Hardwood Floors Whether you’ve chosen hardwood floors for your kitchen, first level or whole house, they are a significant investment worthy of your attention. With proper care and maintenance, you should find that hardwood floors add warmth and character to your home and serve you well for years to come. Consider the following tips and recommendations, gathered from our partners and industry sources, to maximize the life and appearance of your hardwood floors.

General Tips

  • Do not clean your floors for 30 days, or put down rugs/carpet for approximately 14 days, after finishing is complete.
  • To help prevent scratching, use throw rugs or mats both inside and outside exterior doorways to trap grit, dirt and other debris.
  • To help protect the finish, use area rugs on high-traffic pathways, pivot areas, near doorways, at stair landings, etc.
  • Kitchen floors experience the most traffic in a home. To prevent premature wear of the floor, place an area rug in front of the sink and stove area.
  • All rugs should allow the floor to breathe. Avoid rubberbacked or non-ventilated rugs.
  • Shake out, wash or vacuum rugs and mats frequently.
  • Put soft plastic or fabric-faced glides under the legs of furniture to prevent scuffing and scratching.

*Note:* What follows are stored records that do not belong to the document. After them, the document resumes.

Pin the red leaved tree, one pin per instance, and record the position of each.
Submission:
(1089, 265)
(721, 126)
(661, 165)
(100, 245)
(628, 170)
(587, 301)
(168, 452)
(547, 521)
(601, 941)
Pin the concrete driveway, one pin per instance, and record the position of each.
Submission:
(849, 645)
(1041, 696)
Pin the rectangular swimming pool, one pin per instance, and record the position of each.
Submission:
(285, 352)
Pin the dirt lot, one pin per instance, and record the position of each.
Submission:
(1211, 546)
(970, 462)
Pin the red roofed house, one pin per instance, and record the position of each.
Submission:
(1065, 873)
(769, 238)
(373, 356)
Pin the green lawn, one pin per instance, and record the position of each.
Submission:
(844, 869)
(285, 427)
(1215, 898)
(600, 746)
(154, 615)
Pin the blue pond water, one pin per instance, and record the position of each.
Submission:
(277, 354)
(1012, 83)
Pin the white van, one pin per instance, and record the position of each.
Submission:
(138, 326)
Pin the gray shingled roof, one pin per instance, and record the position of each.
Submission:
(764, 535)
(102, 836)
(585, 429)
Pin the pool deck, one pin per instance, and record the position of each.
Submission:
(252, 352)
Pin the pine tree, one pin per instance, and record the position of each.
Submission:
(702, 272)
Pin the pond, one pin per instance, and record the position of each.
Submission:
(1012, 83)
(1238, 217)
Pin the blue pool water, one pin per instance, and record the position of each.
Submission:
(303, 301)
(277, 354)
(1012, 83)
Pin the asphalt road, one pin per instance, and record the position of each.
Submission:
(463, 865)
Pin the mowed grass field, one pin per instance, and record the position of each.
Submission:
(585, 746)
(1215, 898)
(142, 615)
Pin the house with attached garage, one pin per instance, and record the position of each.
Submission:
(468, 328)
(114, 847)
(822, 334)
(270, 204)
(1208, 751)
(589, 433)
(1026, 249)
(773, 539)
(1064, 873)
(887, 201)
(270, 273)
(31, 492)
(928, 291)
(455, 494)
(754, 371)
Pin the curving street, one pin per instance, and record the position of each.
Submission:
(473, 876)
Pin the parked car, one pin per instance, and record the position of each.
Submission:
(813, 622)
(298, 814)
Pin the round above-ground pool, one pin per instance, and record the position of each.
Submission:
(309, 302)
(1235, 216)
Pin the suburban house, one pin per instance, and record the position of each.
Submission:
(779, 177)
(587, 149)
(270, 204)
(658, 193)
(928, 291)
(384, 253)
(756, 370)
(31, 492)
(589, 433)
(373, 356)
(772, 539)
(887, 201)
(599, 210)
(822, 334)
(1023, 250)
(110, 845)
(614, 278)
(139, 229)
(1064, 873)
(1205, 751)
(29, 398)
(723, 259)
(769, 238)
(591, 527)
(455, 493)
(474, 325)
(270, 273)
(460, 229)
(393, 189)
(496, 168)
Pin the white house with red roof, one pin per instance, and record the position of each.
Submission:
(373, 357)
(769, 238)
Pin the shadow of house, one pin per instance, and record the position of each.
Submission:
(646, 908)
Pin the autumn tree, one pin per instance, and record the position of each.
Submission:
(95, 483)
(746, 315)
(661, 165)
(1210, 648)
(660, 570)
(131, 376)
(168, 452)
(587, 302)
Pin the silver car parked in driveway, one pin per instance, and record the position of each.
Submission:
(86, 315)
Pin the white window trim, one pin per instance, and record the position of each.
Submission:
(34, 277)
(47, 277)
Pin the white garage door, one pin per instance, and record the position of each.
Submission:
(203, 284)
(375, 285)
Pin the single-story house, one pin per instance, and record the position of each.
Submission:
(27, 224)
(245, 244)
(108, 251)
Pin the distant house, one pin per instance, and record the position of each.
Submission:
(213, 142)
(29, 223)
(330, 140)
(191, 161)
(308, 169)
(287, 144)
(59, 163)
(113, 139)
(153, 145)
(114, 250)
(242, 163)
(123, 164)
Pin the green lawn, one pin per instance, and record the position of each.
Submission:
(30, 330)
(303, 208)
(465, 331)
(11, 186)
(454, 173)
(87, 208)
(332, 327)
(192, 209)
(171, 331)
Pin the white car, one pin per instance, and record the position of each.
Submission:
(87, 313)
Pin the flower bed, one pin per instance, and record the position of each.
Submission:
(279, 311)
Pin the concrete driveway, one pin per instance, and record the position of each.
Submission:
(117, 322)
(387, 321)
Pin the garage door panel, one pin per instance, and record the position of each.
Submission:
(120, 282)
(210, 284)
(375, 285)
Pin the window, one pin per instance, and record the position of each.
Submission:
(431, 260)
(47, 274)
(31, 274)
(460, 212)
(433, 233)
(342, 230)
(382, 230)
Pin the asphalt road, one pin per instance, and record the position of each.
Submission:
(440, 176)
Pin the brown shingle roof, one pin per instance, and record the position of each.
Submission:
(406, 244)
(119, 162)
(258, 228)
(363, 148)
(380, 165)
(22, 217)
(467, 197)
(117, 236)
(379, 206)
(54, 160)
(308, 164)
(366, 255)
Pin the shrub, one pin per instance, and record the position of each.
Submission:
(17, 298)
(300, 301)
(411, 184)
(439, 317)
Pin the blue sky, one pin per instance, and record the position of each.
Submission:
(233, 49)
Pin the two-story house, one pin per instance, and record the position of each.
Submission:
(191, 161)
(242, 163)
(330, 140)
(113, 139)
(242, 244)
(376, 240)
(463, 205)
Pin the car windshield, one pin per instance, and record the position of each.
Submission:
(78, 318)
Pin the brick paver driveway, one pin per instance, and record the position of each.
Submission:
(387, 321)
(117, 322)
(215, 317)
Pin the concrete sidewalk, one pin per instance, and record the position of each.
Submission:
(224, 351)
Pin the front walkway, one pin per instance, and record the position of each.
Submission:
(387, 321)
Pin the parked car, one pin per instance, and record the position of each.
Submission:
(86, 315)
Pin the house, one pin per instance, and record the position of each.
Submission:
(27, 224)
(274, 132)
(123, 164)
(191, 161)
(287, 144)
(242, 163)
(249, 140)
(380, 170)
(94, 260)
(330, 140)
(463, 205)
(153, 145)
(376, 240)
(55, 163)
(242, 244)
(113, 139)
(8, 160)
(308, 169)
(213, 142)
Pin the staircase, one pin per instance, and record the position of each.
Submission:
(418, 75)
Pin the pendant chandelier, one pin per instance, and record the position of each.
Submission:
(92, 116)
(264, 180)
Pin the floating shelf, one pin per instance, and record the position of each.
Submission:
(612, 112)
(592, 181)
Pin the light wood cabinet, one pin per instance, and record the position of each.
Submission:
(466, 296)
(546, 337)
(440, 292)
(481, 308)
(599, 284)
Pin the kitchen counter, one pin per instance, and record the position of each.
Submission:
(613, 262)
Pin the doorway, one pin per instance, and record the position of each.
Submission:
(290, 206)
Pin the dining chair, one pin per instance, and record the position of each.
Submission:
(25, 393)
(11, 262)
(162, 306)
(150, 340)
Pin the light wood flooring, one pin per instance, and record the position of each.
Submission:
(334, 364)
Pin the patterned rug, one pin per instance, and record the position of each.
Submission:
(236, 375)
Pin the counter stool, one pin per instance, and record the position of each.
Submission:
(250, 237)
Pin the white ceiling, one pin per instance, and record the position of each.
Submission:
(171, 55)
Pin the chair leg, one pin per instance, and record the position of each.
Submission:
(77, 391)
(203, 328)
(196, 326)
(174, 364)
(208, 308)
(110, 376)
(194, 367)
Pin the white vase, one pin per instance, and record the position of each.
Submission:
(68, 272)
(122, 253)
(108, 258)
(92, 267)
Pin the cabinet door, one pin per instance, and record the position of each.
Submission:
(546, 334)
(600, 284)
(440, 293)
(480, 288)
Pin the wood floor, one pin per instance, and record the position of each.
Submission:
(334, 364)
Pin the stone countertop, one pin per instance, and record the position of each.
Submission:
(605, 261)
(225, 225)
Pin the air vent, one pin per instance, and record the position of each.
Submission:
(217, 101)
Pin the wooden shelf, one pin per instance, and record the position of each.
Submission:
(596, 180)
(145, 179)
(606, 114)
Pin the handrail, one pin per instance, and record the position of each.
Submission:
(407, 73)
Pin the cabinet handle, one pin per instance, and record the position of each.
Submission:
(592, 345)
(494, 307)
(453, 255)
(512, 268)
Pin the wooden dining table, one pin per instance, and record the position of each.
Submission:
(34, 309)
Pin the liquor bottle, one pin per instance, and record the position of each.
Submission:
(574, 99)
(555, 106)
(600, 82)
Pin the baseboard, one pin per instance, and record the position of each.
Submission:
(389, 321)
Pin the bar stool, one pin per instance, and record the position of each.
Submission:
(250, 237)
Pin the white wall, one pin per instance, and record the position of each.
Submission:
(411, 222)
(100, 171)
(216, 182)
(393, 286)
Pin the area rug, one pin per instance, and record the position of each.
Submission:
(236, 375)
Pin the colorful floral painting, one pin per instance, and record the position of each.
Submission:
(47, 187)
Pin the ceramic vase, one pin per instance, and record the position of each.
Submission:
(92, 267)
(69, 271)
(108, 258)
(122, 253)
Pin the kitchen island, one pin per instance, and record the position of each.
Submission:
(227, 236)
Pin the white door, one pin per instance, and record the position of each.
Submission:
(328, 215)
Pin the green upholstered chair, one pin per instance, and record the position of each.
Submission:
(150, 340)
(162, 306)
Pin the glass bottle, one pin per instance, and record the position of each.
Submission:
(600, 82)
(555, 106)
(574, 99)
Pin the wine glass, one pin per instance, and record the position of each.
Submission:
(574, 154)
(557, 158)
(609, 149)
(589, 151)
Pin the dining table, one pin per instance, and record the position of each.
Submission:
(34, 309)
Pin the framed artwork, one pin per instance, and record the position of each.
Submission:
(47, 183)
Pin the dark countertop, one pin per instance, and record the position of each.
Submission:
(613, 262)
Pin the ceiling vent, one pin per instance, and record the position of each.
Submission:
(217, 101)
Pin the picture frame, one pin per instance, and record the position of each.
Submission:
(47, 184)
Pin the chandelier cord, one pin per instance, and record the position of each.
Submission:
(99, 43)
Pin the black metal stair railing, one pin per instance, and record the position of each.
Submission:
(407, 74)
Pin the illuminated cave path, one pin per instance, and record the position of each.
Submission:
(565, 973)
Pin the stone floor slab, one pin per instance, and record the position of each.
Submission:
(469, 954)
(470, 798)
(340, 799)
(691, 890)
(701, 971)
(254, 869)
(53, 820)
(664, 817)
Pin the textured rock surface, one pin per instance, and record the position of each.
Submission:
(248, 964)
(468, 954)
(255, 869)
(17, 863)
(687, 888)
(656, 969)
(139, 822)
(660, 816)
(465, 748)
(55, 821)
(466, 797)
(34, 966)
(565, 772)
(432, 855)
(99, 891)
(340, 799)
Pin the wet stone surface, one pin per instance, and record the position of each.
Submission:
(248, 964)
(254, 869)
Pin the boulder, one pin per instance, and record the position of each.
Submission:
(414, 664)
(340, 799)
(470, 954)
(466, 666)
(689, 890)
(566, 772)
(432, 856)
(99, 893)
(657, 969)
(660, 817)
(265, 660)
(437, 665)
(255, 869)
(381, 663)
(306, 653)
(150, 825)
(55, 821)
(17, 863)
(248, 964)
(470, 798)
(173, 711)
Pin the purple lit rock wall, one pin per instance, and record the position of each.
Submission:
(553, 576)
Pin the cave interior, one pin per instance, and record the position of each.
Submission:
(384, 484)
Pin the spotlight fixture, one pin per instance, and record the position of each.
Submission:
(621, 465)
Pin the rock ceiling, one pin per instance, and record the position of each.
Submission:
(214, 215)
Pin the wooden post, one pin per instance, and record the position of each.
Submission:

Keep floor protectors clean of grit and replace them periodically.
  • When moving heavy furniture, do not slide the pieces. It is best to pick up the furniture completely to protect the wood flooring.
  • Keep pet claws properly clipped and filed to avoid scratching the floor’s finish.
  • Avoid walking on your wood floors with cleats, sports shoes and high heels. A 125-pound woman walking in high heels has an impact of 2,000 pounds per square inch, and an exposed heel nail can exert up to 8,000 pounds per square inch. This kind of impact can dent any floor surface.
  • Maintain the relative humidity in your home to keep wood movement, shrinkage and swelling to a minimum.

Routine Care

  • Regularly vacuum or sweep floors as sand, dirt or grit build up can act like sandpaper and dull the finish.
  • Avoid using an upright vacuum with a beater bar. Instead it is best to use a canister or central vacuum with a bare floor or brush attachment.
  • Wipe up spills immediately with a slightly dampened cloth, or use a vacuum or broom for dry spills.
  • Damp mopping, with a cloth-covered wood floor mop, is the fastest and best way to clean solid hardwood floors, as frequently as once a week. After wetting the mop and wringing it so it is about half dry, go over a small section of the floor using a back and forth motion. Then dip the mop into clean water, wring it as dry as you can and mop over the area again.
  • Use water alone, a neutral pH wood cleaner and water, or manufacturer-recommended products.
  • Do not use a very wet mop on wood floors as standing water/solution can dull the finish, damage the wood and leave a discoloring residue.
  • Do not use floor care products made for sheet vinyl or tile on wood floors. Self-polishing acrylic waxes may cause wood to become slippery and appear dull quickly.
  • Do not use oil soap or other household cleaners on your polyurethane finished wood floor. The use of these products can dull today’s floor finishes and make refinishing difficult.
  • Heel or scuff marks may be removed by lightly rubbing with a cloth and a wood floor cleaner.
  • Treatment for stubborn stains or scratches varies depending on your floor’s finish. Be sure to consult a wood flooring specialist for proper renewal and repair.

With a bit of know-how and proper care your hardwood floors are an investment that can add value and years of enjoyment to your home.